All of this presents more problems for PD’s new leader Elly Schlein, whose surprise victory upset the party’s establishment right and the notorious bande, the “gangs” of clientelistic groupings that are characteristic of Italian political life.

She knew perfectly well that, as the amendments would fall one by one, the PD representatives in the EU Parliament would vote for the diversion of funds to the war effort. Instead of offering leadership, she stood back.

The centre-left PD suffered badly in the local elections. In the mid-may ballot the governing right-wing parties won decisively and this is expected to continue in the second rounds next week in Sicily and Sardinia and in a whole tranche of other municipalities.

Prime Minister Giorgia Meloni exulted: “The centre right wins these local elections and confirms its consensus among the Italians, its entrenchment, its strength.”
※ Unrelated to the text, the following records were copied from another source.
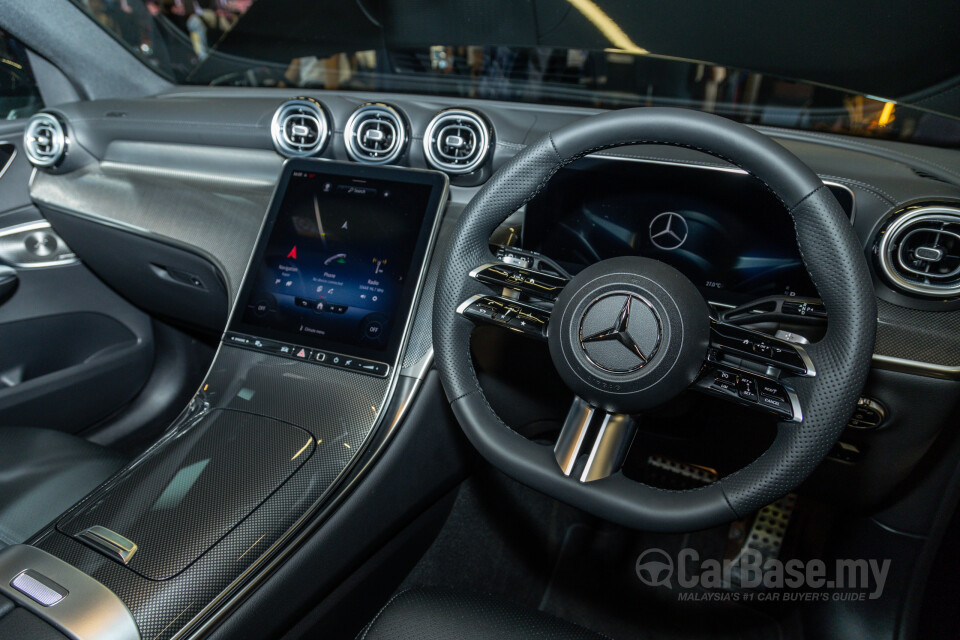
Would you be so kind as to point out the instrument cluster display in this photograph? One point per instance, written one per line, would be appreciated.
(339, 257)
(721, 229)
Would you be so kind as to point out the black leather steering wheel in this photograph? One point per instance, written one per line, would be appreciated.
(629, 333)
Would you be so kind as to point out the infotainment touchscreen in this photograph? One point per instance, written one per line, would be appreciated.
(335, 271)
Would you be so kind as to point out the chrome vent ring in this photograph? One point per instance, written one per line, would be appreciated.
(300, 128)
(375, 134)
(44, 140)
(919, 251)
(457, 141)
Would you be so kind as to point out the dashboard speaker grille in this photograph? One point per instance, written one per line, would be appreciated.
(375, 134)
(300, 128)
(919, 251)
(456, 141)
(44, 140)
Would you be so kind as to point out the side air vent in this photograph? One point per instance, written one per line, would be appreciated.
(456, 141)
(375, 134)
(44, 140)
(300, 128)
(919, 251)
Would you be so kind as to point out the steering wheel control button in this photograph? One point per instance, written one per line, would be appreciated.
(629, 333)
(39, 588)
(761, 347)
(747, 388)
(509, 314)
(509, 276)
(868, 414)
(306, 354)
(773, 390)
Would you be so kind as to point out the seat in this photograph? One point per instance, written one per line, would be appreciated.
(42, 474)
(440, 614)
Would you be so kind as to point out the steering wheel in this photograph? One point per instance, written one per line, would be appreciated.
(628, 333)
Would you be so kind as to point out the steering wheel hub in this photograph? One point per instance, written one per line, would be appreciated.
(629, 333)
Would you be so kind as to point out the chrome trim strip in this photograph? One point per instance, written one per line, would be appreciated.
(466, 303)
(794, 403)
(681, 163)
(574, 430)
(483, 141)
(10, 160)
(89, 611)
(9, 254)
(928, 369)
(284, 545)
(354, 146)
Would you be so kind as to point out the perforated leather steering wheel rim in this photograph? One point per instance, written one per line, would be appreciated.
(829, 249)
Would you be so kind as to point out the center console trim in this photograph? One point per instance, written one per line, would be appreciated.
(393, 407)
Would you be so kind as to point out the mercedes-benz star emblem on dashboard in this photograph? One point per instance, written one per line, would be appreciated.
(668, 230)
(621, 343)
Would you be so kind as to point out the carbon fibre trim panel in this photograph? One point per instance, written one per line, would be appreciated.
(218, 218)
(204, 481)
(340, 420)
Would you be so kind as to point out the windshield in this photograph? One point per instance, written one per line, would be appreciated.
(516, 51)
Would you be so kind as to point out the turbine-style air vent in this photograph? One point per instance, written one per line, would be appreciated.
(375, 134)
(44, 140)
(300, 128)
(919, 251)
(456, 141)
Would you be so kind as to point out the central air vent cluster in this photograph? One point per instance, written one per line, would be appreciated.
(300, 128)
(44, 140)
(375, 134)
(456, 141)
(920, 251)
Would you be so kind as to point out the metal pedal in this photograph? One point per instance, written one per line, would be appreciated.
(764, 536)
(665, 473)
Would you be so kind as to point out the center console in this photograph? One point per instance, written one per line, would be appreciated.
(306, 386)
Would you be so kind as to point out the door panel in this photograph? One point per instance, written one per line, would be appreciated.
(72, 352)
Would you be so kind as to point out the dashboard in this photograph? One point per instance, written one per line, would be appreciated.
(338, 261)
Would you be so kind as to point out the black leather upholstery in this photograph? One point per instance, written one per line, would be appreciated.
(42, 474)
(831, 254)
(438, 614)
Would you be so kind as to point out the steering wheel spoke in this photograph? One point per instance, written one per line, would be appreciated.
(604, 438)
(513, 315)
(752, 384)
(509, 277)
(629, 333)
(760, 348)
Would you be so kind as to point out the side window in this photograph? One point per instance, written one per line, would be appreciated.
(19, 96)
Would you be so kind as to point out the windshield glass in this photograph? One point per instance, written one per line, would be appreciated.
(385, 47)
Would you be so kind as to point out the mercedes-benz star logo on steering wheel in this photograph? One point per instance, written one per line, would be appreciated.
(668, 231)
(620, 332)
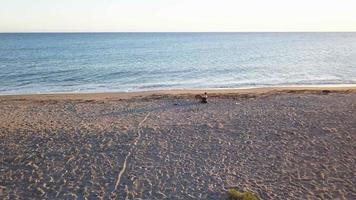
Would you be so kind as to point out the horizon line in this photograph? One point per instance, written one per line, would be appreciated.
(177, 32)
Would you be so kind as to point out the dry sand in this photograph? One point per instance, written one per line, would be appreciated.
(278, 143)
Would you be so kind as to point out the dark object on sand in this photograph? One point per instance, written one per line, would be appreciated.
(202, 98)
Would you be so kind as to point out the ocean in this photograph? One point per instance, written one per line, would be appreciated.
(33, 63)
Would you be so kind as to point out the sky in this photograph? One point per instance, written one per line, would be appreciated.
(177, 15)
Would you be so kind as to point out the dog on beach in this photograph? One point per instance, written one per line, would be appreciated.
(202, 98)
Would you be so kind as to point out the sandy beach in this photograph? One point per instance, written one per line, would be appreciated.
(277, 143)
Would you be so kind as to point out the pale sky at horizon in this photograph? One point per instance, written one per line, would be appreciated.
(176, 15)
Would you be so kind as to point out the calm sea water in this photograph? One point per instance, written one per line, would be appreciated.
(103, 62)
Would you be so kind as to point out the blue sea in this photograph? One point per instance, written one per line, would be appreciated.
(32, 63)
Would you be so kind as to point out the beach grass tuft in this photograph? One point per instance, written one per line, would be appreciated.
(235, 195)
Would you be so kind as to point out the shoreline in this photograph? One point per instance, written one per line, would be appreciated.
(272, 142)
(181, 93)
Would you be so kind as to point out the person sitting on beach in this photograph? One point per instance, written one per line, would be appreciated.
(202, 98)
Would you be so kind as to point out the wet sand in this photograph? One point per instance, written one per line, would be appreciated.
(278, 143)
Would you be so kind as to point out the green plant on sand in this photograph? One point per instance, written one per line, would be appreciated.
(235, 195)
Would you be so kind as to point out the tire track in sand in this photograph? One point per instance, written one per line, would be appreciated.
(122, 171)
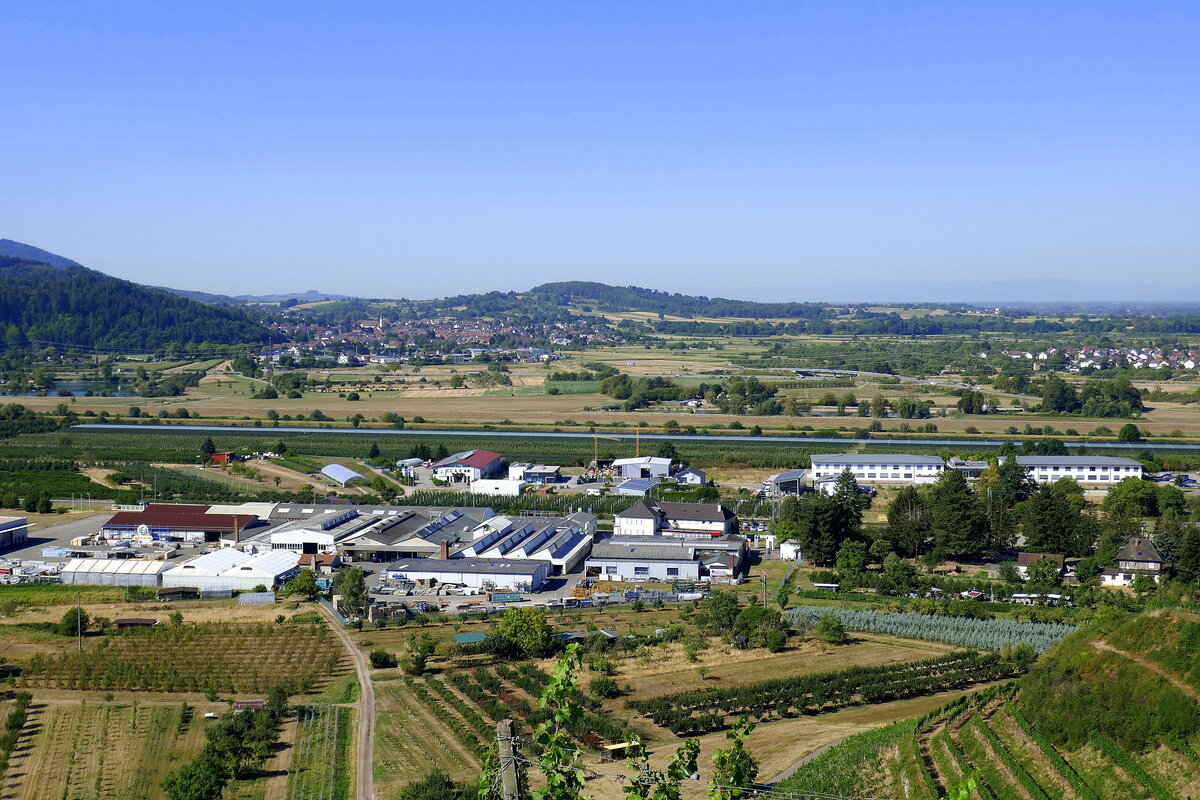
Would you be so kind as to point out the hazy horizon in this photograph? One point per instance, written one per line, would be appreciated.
(766, 151)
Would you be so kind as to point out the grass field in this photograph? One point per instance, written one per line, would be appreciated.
(102, 751)
(222, 657)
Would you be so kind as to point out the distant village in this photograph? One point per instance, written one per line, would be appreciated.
(441, 340)
(1080, 359)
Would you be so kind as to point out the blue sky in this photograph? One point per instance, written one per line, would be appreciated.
(750, 149)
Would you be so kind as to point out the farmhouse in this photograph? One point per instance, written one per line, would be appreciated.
(1024, 560)
(1138, 557)
(653, 517)
(1084, 469)
(467, 465)
(543, 474)
(497, 486)
(779, 485)
(13, 531)
(642, 467)
(636, 487)
(478, 573)
(879, 468)
(637, 558)
(691, 476)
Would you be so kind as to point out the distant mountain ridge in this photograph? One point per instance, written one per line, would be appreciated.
(311, 295)
(69, 305)
(30, 253)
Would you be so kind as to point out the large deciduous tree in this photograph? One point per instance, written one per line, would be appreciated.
(958, 522)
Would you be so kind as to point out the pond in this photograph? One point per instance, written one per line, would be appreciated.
(77, 388)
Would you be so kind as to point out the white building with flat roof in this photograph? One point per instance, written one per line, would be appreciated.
(642, 467)
(879, 468)
(1107, 470)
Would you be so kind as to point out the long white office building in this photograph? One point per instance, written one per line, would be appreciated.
(1084, 469)
(879, 468)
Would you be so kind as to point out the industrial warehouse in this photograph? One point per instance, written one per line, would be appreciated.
(213, 551)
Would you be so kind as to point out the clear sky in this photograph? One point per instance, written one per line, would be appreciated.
(749, 149)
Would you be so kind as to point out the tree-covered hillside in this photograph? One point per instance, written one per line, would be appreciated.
(639, 299)
(77, 306)
(30, 253)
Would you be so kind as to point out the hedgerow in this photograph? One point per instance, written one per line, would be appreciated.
(963, 631)
(1114, 752)
(696, 711)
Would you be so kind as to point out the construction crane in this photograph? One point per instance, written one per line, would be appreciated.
(595, 447)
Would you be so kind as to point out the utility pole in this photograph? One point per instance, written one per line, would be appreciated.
(510, 782)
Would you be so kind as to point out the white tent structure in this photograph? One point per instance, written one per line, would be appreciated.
(267, 569)
(114, 572)
(204, 571)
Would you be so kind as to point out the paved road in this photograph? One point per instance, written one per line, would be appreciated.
(1131, 446)
(366, 709)
(45, 535)
(804, 761)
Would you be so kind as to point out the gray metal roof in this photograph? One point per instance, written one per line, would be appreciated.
(1075, 461)
(340, 474)
(486, 566)
(642, 552)
(875, 458)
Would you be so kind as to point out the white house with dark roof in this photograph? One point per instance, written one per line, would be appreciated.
(637, 558)
(642, 467)
(1138, 557)
(1107, 470)
(691, 476)
(651, 517)
(898, 469)
(467, 465)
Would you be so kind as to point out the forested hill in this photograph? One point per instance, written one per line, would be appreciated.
(77, 306)
(30, 253)
(607, 298)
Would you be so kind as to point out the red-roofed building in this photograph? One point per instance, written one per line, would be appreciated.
(185, 523)
(468, 465)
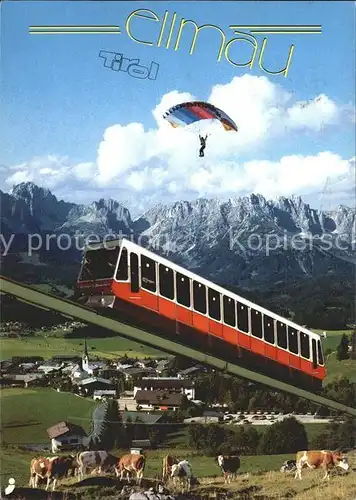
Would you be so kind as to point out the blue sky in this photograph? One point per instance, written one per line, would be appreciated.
(58, 99)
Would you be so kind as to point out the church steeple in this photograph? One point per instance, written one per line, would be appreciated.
(85, 358)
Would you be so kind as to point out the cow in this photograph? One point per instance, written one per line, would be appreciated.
(97, 460)
(289, 466)
(229, 466)
(132, 462)
(51, 469)
(168, 461)
(182, 471)
(324, 459)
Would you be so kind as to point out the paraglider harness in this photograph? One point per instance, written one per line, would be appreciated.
(202, 144)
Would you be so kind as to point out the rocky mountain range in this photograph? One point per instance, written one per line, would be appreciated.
(250, 241)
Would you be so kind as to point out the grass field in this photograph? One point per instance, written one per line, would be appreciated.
(27, 413)
(109, 347)
(333, 338)
(258, 478)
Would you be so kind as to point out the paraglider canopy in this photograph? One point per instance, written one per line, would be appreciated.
(194, 111)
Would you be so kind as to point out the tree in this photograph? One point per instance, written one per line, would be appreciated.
(353, 345)
(113, 432)
(287, 436)
(342, 351)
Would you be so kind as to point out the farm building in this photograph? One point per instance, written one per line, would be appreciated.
(158, 400)
(66, 436)
(109, 393)
(91, 384)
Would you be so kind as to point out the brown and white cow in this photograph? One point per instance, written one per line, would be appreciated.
(229, 465)
(182, 472)
(131, 463)
(168, 461)
(324, 459)
(97, 460)
(50, 468)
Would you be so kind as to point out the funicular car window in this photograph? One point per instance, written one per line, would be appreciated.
(183, 289)
(256, 323)
(199, 297)
(229, 311)
(166, 282)
(214, 304)
(148, 273)
(242, 317)
(268, 329)
(122, 273)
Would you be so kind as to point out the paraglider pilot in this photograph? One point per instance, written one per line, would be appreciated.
(202, 144)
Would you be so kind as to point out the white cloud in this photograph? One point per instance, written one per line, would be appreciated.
(50, 171)
(162, 162)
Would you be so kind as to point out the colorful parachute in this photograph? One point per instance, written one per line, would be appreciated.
(190, 112)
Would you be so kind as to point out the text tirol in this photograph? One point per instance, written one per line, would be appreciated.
(165, 34)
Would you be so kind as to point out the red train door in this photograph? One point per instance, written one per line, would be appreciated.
(314, 355)
(134, 277)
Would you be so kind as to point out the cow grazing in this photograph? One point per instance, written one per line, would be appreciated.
(52, 469)
(98, 460)
(324, 459)
(229, 466)
(168, 461)
(289, 466)
(182, 471)
(131, 463)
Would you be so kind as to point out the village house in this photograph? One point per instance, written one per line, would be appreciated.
(149, 418)
(162, 365)
(66, 436)
(133, 372)
(158, 400)
(50, 367)
(105, 393)
(193, 370)
(167, 384)
(91, 384)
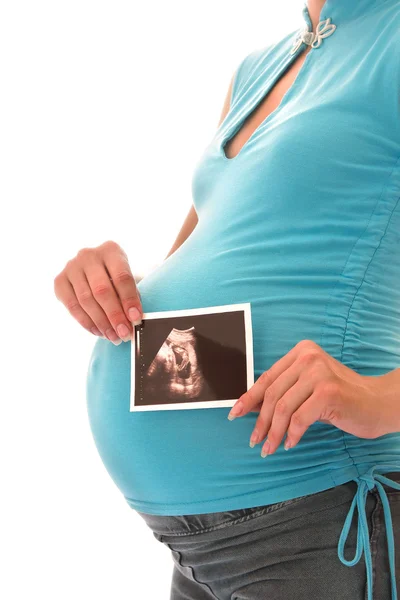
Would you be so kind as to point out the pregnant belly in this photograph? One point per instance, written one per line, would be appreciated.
(169, 458)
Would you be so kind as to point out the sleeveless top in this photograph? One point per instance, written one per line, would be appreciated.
(304, 223)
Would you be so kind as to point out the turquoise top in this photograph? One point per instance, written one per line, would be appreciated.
(304, 223)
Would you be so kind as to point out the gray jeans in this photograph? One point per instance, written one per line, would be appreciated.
(282, 551)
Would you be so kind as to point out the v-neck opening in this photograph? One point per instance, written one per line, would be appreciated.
(325, 13)
(263, 93)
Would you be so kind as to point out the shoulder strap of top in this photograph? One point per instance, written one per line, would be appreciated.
(246, 71)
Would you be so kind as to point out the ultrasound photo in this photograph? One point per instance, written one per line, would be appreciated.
(197, 358)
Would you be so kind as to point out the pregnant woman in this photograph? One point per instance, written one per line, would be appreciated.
(296, 209)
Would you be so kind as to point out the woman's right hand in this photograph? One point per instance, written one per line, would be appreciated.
(98, 289)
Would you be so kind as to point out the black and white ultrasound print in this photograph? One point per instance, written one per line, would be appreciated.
(197, 358)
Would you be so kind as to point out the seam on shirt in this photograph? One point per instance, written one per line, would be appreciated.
(365, 272)
(323, 332)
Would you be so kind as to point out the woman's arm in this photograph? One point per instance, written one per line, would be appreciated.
(192, 218)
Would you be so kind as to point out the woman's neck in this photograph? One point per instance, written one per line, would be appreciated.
(314, 9)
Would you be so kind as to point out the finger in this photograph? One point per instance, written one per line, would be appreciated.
(255, 394)
(105, 295)
(91, 307)
(294, 398)
(124, 283)
(306, 415)
(65, 292)
(276, 398)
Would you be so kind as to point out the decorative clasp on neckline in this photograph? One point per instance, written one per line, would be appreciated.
(323, 30)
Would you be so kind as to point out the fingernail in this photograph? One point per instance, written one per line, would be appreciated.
(265, 450)
(111, 335)
(134, 316)
(236, 410)
(254, 438)
(123, 332)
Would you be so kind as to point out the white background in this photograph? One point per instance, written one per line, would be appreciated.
(105, 108)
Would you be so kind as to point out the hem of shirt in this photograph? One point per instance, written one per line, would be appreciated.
(252, 499)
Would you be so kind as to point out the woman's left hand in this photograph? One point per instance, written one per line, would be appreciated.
(308, 385)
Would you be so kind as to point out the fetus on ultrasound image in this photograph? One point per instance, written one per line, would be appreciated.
(193, 358)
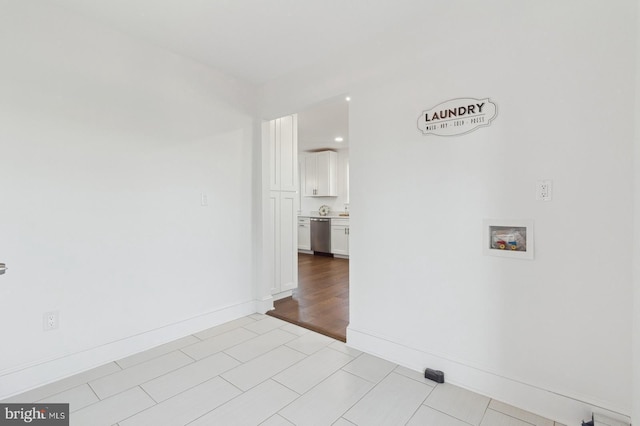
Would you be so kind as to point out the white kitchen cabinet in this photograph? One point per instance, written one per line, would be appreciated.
(283, 153)
(284, 209)
(304, 233)
(340, 236)
(320, 174)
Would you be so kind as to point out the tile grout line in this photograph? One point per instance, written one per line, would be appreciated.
(421, 404)
(449, 415)
(366, 393)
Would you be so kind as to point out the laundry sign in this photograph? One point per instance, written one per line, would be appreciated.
(457, 116)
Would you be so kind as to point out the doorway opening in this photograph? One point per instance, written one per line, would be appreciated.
(320, 301)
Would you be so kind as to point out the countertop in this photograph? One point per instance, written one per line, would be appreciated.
(329, 216)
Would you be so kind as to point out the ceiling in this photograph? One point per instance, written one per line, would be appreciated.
(253, 40)
(257, 41)
(319, 125)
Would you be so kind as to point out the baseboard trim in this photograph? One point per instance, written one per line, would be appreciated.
(26, 378)
(547, 403)
(282, 295)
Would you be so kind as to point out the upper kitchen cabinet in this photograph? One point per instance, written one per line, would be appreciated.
(320, 174)
(283, 153)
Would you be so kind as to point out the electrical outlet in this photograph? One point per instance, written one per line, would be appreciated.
(544, 190)
(50, 320)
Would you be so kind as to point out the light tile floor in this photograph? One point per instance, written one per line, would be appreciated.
(258, 370)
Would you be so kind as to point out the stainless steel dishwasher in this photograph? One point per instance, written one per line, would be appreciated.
(321, 235)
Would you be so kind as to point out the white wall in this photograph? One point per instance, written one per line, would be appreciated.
(337, 204)
(106, 145)
(636, 249)
(532, 333)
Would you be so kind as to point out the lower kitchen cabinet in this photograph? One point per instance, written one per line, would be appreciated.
(304, 233)
(340, 236)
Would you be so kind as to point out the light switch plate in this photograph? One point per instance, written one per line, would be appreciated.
(544, 190)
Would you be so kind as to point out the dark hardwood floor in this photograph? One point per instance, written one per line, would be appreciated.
(321, 301)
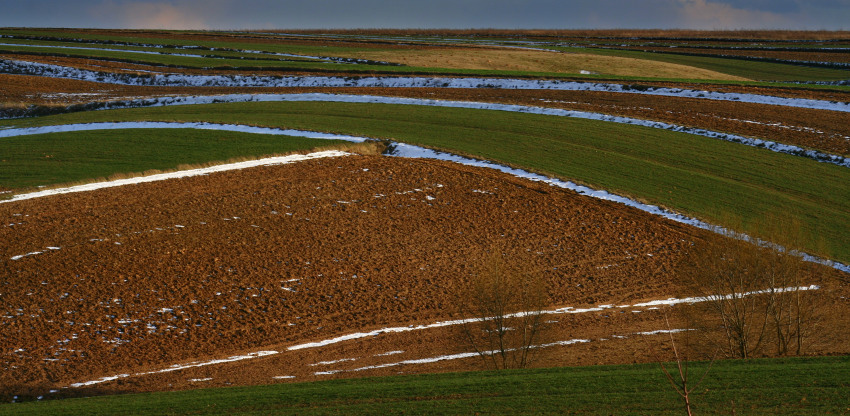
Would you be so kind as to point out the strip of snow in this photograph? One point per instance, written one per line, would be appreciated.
(178, 367)
(395, 149)
(185, 80)
(34, 253)
(64, 128)
(492, 352)
(410, 151)
(179, 174)
(564, 310)
(341, 360)
(321, 97)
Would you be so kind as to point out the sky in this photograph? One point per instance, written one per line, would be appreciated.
(429, 14)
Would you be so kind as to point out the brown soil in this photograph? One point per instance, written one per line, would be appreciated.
(843, 57)
(701, 35)
(537, 61)
(164, 273)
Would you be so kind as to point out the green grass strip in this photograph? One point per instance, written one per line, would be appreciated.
(720, 182)
(803, 386)
(765, 71)
(47, 159)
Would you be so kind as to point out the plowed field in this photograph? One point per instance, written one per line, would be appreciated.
(139, 278)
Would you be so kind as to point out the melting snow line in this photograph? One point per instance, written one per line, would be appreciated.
(571, 310)
(565, 310)
(396, 149)
(177, 367)
(322, 97)
(492, 352)
(183, 80)
(179, 174)
(411, 151)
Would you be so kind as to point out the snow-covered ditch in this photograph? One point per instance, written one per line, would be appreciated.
(394, 149)
(320, 97)
(185, 80)
(358, 335)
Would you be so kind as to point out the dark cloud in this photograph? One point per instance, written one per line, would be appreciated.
(259, 14)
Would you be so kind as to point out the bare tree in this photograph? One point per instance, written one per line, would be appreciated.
(681, 382)
(755, 294)
(503, 311)
(726, 273)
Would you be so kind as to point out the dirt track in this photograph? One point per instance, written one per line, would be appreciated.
(151, 275)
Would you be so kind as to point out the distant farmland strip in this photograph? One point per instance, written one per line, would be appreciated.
(37, 69)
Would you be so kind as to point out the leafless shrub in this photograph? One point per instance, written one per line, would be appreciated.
(503, 311)
(756, 295)
(681, 382)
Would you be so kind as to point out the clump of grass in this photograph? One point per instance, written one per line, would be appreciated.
(366, 149)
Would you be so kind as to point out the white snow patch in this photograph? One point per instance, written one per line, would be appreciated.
(39, 69)
(564, 310)
(178, 367)
(341, 360)
(172, 175)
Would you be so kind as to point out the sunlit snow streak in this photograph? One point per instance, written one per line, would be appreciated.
(410, 151)
(492, 352)
(564, 310)
(177, 367)
(185, 80)
(179, 174)
(322, 97)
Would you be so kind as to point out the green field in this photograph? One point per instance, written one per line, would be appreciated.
(48, 159)
(762, 71)
(802, 386)
(709, 179)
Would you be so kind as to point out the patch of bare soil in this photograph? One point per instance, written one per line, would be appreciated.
(139, 278)
(826, 56)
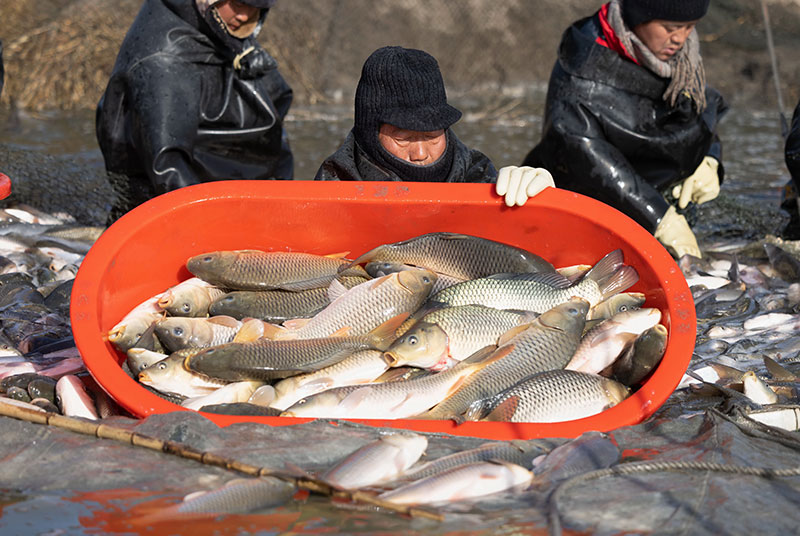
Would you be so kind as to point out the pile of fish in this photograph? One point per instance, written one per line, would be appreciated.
(39, 364)
(747, 298)
(392, 467)
(440, 326)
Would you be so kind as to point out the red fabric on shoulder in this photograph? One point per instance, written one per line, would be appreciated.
(609, 38)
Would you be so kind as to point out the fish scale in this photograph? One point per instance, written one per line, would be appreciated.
(516, 294)
(458, 255)
(547, 344)
(554, 396)
(366, 306)
(260, 270)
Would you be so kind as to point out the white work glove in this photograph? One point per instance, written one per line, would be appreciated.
(674, 232)
(700, 186)
(517, 184)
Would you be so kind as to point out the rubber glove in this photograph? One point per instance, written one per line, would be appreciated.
(253, 63)
(517, 184)
(701, 186)
(674, 232)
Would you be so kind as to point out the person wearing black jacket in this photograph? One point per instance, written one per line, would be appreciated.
(2, 71)
(792, 157)
(193, 98)
(402, 132)
(629, 119)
The government parties, Meloni’s “post-fascist” Fratelli d’Italia (Brothers of Italy); Lega and Forza Italia took the regional capitals of Latina, Ancona, Brindisi from the centre left. 

The Lega leader Matteo Salvini quipped: “There’s no denying it, a very good Schlein effect.”

Schlein's response was to double down on her basic position: “It is clear that alone you cannot win. We have to rebuild an alternative camp that credibly contends with the right for victory. But the responsibility to build this camp does not only concern the PD.”

Now relaunched under private ownership l’Unita, the paper founded by Antonio Gramsci, put the matter in brutal terms: “…if Schlein’s position was almost obligatory, it is also extremely weak. 

“The areas where the party is divided, the factions, hid their weapons for a few months after the surprise election of the outsider but never laid them down. And they start drawing them out.”

The paper makes the point that she did not take the opportunity to break through immediately after her victory, when no-one would have dared to oppose her.

The Qatargate plot thickens

REMEMBER Eva Kaili, the Greek MEP who, along with her partner Francesco Giorgi, was arrested by Belgian police in a bribery case leading to a leadership crisis in the EU’s Socialists and Democrats group and the Western-orientated International Trade Union Confederation?

Recollect that the alleged ringleader of a bribery network, former Italian MEP Pier Antonio Panzeri — whose parliamentary assistant Giorgi is — struck a plea deal with the Belgian judicial authorities in January.

The bribery allegations centred on influence peddling around the World Cup in Qatar. Kaili, the principal suspect in what is now known as the Qatargate scandal, now says she was wrongly jailed and has no role in the case. 

When she was busted the Belgian cops found €150,000 in her apartment, which she shared with Giorgi. Her father apparently had possession of another stash of cash (€750,000).

The arrest warrant identified her as “the primary organiser or co-organiser” of public corruption and money laundering.

Now, Kaili claims she only found out about the cash — in two safes in the apartment — when she was nicked. 

She now defends her partner, claiming that he was under the influence of Panzeri but adds a note of dark conspiracy to her tale. 

Her latest move is to claim that she was targeted for her EU parliamentary duties, particularly in relation to the committee of inquiry to investigate the use of Pegasus and equivalent surveillance spyware (Pega).

Pegasus is software developed by the Israeli cyber-arms company NSO Group that is covertly installed on mobile phones and other devices.

She now claims her lawyers have discovered that the Belgian secret services have monitored the members of the EU Pegasus committee: “The fact that elected members of parliament are being spied on by the secret services should raise more concerns about the health of our European democracy. I think this is the real scandal,” she said.